In this report, we will attempt to analyze weather event types across the United States that are most harmful with respect to population health. We will also evaluate which types of events have the greatest economic consequences.
We used the U.S. National Oceanic and Atmospheric Administration’s (NOAA) storm database. This database tracks characteristics of major storms and weather events in the United States, including when and where they occur, as well as estimates of any fatalities, injuries, and property damage.
Our analysis shows that tornadoes are the most harmful to public health due to their high number of fatalities. From an economic perspective, floods and hurricanes/typhoons are the most damaging due to their total property damages.
To process the NOAA data, we will load the data from the data source (a URL from the web), save it locally, and read it into R for further analysis. This portion of code is also cached for efficiency.
url <- "https://d396qusza40orc.cloudfront.net/repdata%2Fdata%2FStormData.csv.bz2"
fileName <- "StormData.csv.bz2"
if(!file.exists(fileName)) {
download.file(url, destfile = fileName, method = "curl")
}
data <- read.csv(fileName)
First, we evaluated the weather events with the greatest impacts to public health. We considered two primary factors: Fatalities and Injuries. Furthermore, we took into account the average and total number of fatalities and injuries by weather event caused by theses events.
The table below shows a summary of the top 10 weather events sorted from highest total fatalities and injuries. The averages of these items are also shown for context. Tornadoes by far are the most harmful to public health as they have caused the highest number of fatalities and injuries over time. Excessive heat follows tornadoes with the second highest total number of fatalities.
library(dplyr)
summary <- summarise(group_by(data, EVTYPE),
TotalFatalities = sum(FATALITIES),
TotalInjuries = sum(INJURIES),
AvgFatalities = round(mean(FATALITIES),3),
AvgInjuries = round(mean(INJURIES),3)
)
summaryTable <- arrange(summary,
desc(TotalFatalities),
desc(TotalInjuries),
desc(AvgFatalities),
desc(AvgInjuries)
)
summaryTable
## Source: local data frame [985 x 5]
##
## EVTYPE TotalFatalities TotalInjuries AvgFatalities AvgInjuries
## 1 TORNADO 5633 91346 0.093 1.506
## 2 EXCESSIVE HEAT 1903 6525 1.134 3.889
## 3 FLASH FLOOD 978 1777 0.018 0.033
## 4 HEAT 937 2100 1.222 2.738
## 5 LIGHTNING 816 5230 0.052 0.332
## 6 TSTM WIND 504 6957 0.002 0.032
## 7 FLOOD 470 6789 0.019 0.268
## 8 RIP CURRENT 368 232 0.783 0.494
## 9 HIGH WIND 248 1137 0.012 0.056
## 10 AVALANCHE 224 170 0.580 0.440
## .. ... ... ... ... ...
Second, we evaluate the economic impact of weather events. To do this we use the property damage field (PROPDMG) provided in our data.

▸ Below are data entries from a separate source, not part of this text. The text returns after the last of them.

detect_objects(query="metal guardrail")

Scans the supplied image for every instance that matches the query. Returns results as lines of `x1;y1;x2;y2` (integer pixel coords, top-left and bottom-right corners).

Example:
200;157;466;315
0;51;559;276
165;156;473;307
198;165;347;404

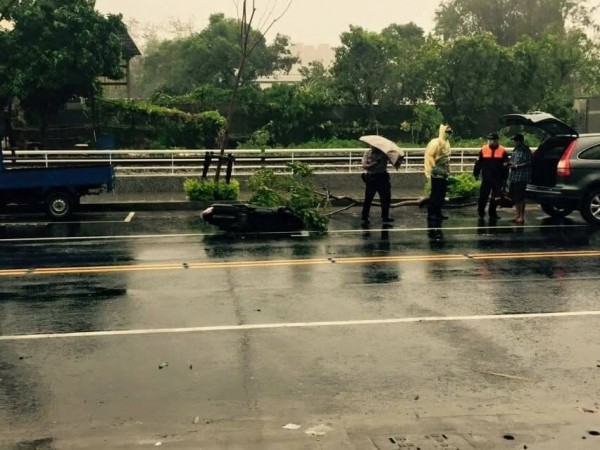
3;148;479;177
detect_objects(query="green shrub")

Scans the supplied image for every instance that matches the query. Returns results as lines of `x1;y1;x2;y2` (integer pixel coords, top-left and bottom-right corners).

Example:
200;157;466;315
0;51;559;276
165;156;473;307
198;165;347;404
448;172;481;198
183;178;240;202
425;172;481;199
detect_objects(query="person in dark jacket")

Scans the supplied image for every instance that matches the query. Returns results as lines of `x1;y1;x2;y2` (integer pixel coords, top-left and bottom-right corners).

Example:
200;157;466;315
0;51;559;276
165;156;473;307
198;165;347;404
361;147;394;225
473;132;508;220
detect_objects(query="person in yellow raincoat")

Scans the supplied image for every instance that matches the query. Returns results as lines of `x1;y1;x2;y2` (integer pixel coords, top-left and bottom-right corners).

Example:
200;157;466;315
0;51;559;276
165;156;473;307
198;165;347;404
425;125;452;221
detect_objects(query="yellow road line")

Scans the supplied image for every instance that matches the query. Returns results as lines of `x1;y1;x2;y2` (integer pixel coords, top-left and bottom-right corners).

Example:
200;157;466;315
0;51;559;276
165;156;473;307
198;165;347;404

A caveat is that our data uses a secondary field (PROPDMGEXP) to denote the property damage expression where K, M, and B are used to signify Thousand, Million, and Billion respectively. We used R code below to create a field that multiplies the property damage field to create a single measure of currency. We noticed some data collection issues as all rows did not contain the appropriate damage expression as specified. Thus, our analysis will only include values where a damage expression was specified.
kData <- mutate(data[data$PROPDMGEXP == 'K',], PROPDMGNUM = PROPDMG * 1000)

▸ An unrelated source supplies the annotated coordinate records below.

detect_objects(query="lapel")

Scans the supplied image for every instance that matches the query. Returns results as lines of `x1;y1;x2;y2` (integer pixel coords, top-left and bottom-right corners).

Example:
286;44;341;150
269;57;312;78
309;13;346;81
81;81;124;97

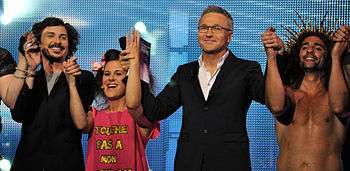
50;72;66;96
190;61;205;101
37;69;66;97
207;51;236;101
34;68;48;97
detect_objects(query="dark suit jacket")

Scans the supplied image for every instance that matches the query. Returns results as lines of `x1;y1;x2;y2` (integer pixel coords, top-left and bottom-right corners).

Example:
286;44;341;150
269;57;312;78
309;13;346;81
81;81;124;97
142;52;264;171
11;70;96;171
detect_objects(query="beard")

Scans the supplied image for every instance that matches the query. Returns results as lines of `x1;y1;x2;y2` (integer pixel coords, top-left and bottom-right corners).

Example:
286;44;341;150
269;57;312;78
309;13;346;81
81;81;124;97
41;44;65;64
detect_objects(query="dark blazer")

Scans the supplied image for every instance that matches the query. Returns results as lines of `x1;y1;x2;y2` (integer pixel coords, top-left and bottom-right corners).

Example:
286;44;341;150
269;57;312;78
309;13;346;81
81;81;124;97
11;70;96;171
142;52;264;171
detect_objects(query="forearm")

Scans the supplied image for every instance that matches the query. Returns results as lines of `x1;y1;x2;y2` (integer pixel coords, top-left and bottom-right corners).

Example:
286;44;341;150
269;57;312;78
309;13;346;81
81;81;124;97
125;63;141;110
3;58;28;109
128;106;153;129
265;57;285;115
69;83;90;131
328;59;349;114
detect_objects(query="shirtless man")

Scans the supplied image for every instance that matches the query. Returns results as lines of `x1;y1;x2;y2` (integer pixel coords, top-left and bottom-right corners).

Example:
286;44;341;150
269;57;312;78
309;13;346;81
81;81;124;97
262;26;350;171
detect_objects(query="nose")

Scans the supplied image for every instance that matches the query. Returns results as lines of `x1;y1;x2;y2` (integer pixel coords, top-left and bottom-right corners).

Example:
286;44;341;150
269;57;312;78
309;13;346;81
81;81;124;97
306;46;315;53
205;27;213;36
53;36;60;43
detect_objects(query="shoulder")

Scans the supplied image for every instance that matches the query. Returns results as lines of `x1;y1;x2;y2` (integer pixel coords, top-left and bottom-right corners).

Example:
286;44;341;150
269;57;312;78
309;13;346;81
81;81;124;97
0;51;16;77
177;61;199;71
79;70;95;81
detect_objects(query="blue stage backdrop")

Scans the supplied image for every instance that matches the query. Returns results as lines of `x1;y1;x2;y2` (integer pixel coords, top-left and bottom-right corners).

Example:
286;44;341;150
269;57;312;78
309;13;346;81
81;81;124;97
0;0;350;171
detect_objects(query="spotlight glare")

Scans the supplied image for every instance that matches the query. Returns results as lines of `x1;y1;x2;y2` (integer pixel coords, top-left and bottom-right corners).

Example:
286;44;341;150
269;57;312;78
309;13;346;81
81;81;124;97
0;15;12;25
0;158;11;171
134;21;147;33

mData <- mutate(data[data$PROPDMGEXP == 'M' | data$PROPDMGEXP == 'm' ,], PROPDMGNUM = PROPDMG * 1000000)
bData <- mutate(data[data$PROPDMGEXP == 'B',], PROPDMGNUM = PROPDMG * 1000000000)
demageData <- rbind(kData,mData,bData)
The table below shows a summary of the top 10 weather events sorted by the highest total property damage. Floods and Hurricane/Typhoon where the top 2 while Tornado was in third place even though it was number one from a health impact perspective.
demageSummary <- summarise(group_by(demageData, EVTYPE), totalDemage = sum(PROPDMGNUM))
demageSummaryTable <- arrange(demageSummary, desc(totalDemage))
demageSummaryTable
## Source: local data frame [404 x 2]
##
## EVTYPE totalDemage
## 1 FLOOD 144657709800
## 2 HURRICANE/TYPHOON 69305840000
## 3 TORNADO 56937160480
## 4 STORM SURGE 43323536000
## 5 FLASH FLOOD 16140811510
## 6 HAIL 15732266720
## 7 HURRICANE 11868319010
## 8 TROPICAL STORM 7703890550
## 9 WINTER STORM 6688497250
## 10 HIGH WIND 5270046260
## .. ... ...